Amerikanische Vorzugsaktien haben häufig bei der Liquidation von Unternehmen einen höheren Rang als Stammaktien. Sie sind zwar weiterhin den Anleihegläubigern untergeordnet, aber haben bessere Chancen auf die vollständige Rückzahlung ihrer Einlage.

Diese hybride Position zwischen Aktien und Anleihen spiegelt auch die Rendite einer Preferred Stock wider. Deren Rendite notiert häufig oberhalb der jeweiligen Unternehmensanleihe, jedoch unterhalb der Stammaktie. Diese Konstellation ergibt sich aufgrund des Risikos der jeweiligen Anlageform.

Hinweis: Bei den Begriffen Auflösung und Liquidation ist die geordnete Auflösung eines Unternehmens gemeint. Bei einer Insolvenz haben auch Eigentümer von Preferred Stocks in den seltensten Fällen eine Quotenzahlung zu erwarten, obwohl sie auch dann einen höheren Rang bekleiden als Inhaber von Stammaktien.

„Cumulative“ Preferred Stock

Sofern ein Unternehmen kurzfristig seine Dividende senken oder streichen muss, sind davon alle Aktionäre betroffen. Mit einer speziellen Gattung der Preferred Stocks können Anleger jedoch das Recht besitzen, dass die ausgefallene Dividende nachgeholt wird. Es handelt sich bei solchen Aktien um Cumulative Preferred Stocks (kumulative Vorzugsaktien).

Diese Preferred Stocks besitzen eine Sondervereinbarung, die ihnen eine Dividende zusichert, bevor sie für die Stammaktionäre wieder aufgenommen wird.
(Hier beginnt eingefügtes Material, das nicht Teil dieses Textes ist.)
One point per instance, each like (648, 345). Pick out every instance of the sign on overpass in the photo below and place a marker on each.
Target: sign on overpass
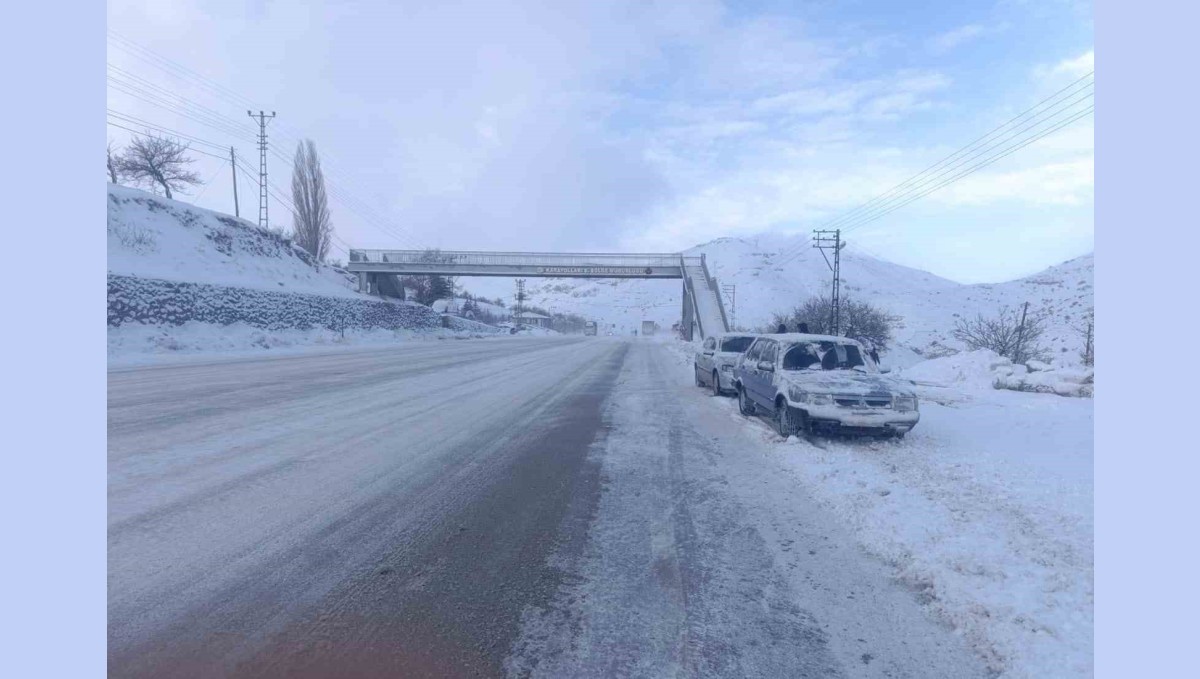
(534, 264)
(702, 307)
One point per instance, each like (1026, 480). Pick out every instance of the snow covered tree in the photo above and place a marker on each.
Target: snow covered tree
(112, 162)
(312, 228)
(1013, 334)
(160, 162)
(1087, 334)
(431, 287)
(858, 320)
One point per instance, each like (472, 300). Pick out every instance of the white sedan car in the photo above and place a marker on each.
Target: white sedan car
(715, 360)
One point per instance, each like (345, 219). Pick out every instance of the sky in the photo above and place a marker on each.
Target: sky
(631, 126)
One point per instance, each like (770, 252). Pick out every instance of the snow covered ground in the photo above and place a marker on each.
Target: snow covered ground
(775, 274)
(154, 238)
(143, 344)
(984, 510)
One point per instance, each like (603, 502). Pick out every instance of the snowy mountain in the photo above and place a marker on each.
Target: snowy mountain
(773, 274)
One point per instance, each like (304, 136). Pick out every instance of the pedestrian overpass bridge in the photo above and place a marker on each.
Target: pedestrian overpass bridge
(702, 310)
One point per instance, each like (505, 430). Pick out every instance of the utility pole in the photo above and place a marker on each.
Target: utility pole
(233, 166)
(520, 299)
(732, 292)
(825, 240)
(262, 166)
(1019, 354)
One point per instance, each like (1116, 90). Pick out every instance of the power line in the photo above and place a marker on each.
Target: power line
(111, 124)
(963, 161)
(924, 188)
(184, 73)
(972, 169)
(181, 109)
(125, 118)
(919, 180)
(971, 146)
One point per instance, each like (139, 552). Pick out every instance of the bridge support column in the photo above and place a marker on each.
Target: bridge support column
(688, 323)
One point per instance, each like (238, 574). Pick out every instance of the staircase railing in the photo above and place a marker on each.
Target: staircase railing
(717, 292)
(691, 294)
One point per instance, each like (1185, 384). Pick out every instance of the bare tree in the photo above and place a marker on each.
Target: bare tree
(431, 287)
(112, 164)
(1087, 334)
(157, 161)
(312, 227)
(859, 320)
(1011, 332)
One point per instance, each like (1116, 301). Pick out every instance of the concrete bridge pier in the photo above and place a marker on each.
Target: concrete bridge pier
(689, 320)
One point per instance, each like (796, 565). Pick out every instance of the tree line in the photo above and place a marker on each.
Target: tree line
(1017, 334)
(163, 163)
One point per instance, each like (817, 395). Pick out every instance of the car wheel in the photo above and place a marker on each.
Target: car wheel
(784, 420)
(744, 403)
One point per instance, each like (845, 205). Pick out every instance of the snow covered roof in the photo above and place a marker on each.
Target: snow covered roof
(807, 337)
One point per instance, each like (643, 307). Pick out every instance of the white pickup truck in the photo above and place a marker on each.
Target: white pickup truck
(821, 383)
(715, 359)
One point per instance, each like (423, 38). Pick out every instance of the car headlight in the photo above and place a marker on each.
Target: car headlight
(802, 396)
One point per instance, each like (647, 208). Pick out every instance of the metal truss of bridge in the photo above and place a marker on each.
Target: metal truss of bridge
(703, 311)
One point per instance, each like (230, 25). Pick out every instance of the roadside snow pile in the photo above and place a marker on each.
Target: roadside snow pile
(1048, 379)
(984, 370)
(985, 511)
(139, 343)
(154, 238)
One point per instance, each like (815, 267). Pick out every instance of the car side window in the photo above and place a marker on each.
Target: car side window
(769, 352)
(753, 354)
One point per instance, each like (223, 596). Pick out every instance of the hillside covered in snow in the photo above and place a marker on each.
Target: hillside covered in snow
(777, 274)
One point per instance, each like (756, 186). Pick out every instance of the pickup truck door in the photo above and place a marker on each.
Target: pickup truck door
(706, 359)
(762, 385)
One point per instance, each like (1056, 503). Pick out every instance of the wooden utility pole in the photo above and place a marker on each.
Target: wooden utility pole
(1019, 354)
(263, 217)
(233, 166)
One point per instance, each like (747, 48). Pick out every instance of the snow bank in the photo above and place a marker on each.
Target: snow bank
(984, 370)
(141, 343)
(156, 238)
(1047, 379)
(169, 302)
(966, 370)
(985, 511)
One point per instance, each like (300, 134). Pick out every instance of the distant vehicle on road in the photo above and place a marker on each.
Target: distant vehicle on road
(715, 359)
(820, 383)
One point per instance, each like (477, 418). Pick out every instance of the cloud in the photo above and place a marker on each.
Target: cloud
(952, 38)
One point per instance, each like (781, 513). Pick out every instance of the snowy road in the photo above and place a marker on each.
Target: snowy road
(558, 508)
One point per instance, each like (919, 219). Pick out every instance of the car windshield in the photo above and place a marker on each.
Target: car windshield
(738, 344)
(829, 355)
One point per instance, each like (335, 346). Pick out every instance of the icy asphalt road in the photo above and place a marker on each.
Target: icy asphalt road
(557, 508)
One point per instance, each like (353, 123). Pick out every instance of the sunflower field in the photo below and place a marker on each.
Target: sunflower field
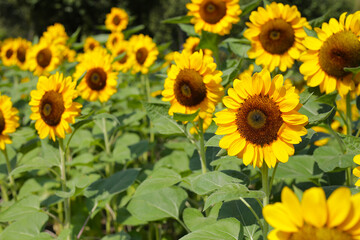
(248, 130)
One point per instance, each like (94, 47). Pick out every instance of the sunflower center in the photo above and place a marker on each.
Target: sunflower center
(116, 20)
(310, 232)
(141, 55)
(212, 11)
(2, 122)
(277, 36)
(51, 108)
(189, 89)
(43, 57)
(96, 79)
(340, 50)
(259, 119)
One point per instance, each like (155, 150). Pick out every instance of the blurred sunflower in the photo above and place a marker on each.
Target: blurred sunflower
(52, 105)
(216, 16)
(99, 81)
(117, 20)
(261, 121)
(276, 34)
(9, 120)
(143, 53)
(43, 58)
(315, 218)
(336, 47)
(193, 83)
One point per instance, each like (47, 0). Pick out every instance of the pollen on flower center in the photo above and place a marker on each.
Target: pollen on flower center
(340, 50)
(212, 11)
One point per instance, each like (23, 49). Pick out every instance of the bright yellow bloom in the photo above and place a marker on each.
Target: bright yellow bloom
(9, 120)
(261, 121)
(99, 81)
(117, 20)
(276, 34)
(315, 218)
(216, 16)
(336, 47)
(52, 106)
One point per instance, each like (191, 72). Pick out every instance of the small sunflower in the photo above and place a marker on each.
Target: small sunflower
(261, 121)
(117, 20)
(43, 58)
(276, 34)
(216, 16)
(193, 83)
(143, 53)
(52, 106)
(99, 81)
(315, 218)
(9, 120)
(336, 47)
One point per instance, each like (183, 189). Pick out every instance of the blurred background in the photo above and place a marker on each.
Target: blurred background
(29, 18)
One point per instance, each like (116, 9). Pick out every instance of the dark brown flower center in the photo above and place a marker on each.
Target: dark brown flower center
(189, 89)
(51, 108)
(340, 50)
(43, 57)
(212, 11)
(259, 119)
(96, 79)
(141, 55)
(277, 36)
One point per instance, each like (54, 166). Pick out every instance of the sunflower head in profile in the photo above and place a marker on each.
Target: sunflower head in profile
(99, 81)
(276, 34)
(143, 53)
(216, 16)
(337, 46)
(117, 20)
(315, 217)
(52, 106)
(193, 83)
(9, 120)
(261, 121)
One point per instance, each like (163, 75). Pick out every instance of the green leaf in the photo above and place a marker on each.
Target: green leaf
(157, 205)
(224, 229)
(230, 192)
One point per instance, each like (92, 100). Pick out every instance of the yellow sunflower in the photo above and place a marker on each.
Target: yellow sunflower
(261, 121)
(43, 58)
(336, 47)
(117, 20)
(193, 83)
(9, 120)
(52, 105)
(143, 53)
(99, 81)
(315, 217)
(276, 34)
(216, 16)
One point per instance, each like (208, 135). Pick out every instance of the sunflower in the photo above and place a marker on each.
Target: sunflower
(336, 47)
(117, 20)
(43, 58)
(261, 121)
(52, 105)
(216, 16)
(193, 83)
(114, 39)
(315, 218)
(143, 53)
(9, 120)
(276, 34)
(99, 81)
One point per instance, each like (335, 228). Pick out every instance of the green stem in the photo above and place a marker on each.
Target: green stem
(11, 179)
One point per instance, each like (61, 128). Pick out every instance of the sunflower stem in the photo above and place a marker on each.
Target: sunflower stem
(11, 179)
(62, 153)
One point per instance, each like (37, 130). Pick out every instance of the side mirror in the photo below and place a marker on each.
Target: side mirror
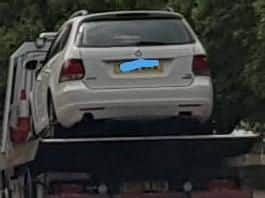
(31, 65)
(44, 38)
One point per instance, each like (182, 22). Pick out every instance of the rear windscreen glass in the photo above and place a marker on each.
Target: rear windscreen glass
(145, 32)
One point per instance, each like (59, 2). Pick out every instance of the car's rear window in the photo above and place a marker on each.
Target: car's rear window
(141, 32)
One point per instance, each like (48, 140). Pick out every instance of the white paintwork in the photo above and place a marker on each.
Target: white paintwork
(122, 97)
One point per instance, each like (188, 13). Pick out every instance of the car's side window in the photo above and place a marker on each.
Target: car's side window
(60, 42)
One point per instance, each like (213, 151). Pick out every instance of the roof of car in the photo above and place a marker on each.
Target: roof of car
(129, 14)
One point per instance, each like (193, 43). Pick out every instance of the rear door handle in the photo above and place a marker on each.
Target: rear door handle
(47, 70)
(39, 78)
(187, 76)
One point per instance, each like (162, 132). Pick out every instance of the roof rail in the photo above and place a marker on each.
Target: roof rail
(79, 13)
(169, 9)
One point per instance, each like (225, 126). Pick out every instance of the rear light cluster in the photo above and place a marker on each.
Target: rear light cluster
(200, 65)
(72, 69)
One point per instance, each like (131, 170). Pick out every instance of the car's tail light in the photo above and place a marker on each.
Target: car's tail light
(200, 65)
(72, 69)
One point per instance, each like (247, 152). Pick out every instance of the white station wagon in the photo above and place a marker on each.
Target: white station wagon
(123, 65)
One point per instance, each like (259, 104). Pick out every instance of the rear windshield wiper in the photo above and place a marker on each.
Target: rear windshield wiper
(150, 43)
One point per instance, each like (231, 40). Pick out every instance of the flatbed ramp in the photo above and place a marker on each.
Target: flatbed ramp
(144, 167)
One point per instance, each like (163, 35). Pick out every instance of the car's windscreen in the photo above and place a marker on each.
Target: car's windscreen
(145, 32)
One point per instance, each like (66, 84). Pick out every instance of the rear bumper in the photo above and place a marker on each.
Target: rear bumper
(205, 194)
(73, 100)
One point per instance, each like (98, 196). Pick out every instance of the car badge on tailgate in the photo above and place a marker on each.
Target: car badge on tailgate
(138, 53)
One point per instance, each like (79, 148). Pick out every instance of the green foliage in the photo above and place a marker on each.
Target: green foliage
(232, 31)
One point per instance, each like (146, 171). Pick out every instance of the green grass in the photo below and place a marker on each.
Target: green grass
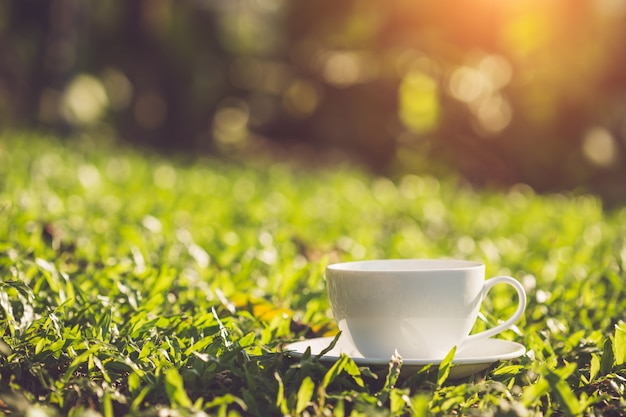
(134, 284)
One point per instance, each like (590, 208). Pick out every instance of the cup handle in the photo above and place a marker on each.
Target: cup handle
(521, 306)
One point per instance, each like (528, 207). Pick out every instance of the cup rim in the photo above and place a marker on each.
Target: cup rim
(404, 265)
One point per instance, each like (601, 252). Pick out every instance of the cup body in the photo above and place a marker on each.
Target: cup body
(419, 308)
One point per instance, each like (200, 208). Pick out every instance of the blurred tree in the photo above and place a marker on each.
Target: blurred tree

Sofern ein Unternehmen verschiedene Vorzugsaktien mit dieser Vereinbarung ausgegeben hat, kann sich eine Rangfolge unter den Aktien ergeben. Die Preferred Shares mit dem höchsten Rang wird zuerst bei der Wiederaufnahme der Zahlungen berücksichtigt.

„Convertible“ Preferred Stock

Convertible Preferred Stocks sind ähnlich konstruiert wie Wandelanleihen. Unter festgelegten Umständen können diese Convertibles in Stammaktien eines Unternehmens getauscht werden. Sowohl der Verwaltungsrat (engl. „Board of Directors“) als auch der Aktionär können das Recht zugesprochen bekommen, eine Preferred Stock umzuwandeln. Für welche Partei diese Weisung vorteilhaft ist, hängt vom gegenwärtigen Aktienkurs, der Bonität (Credit Rating) des Unternehmens und dem Zinsniveau ab.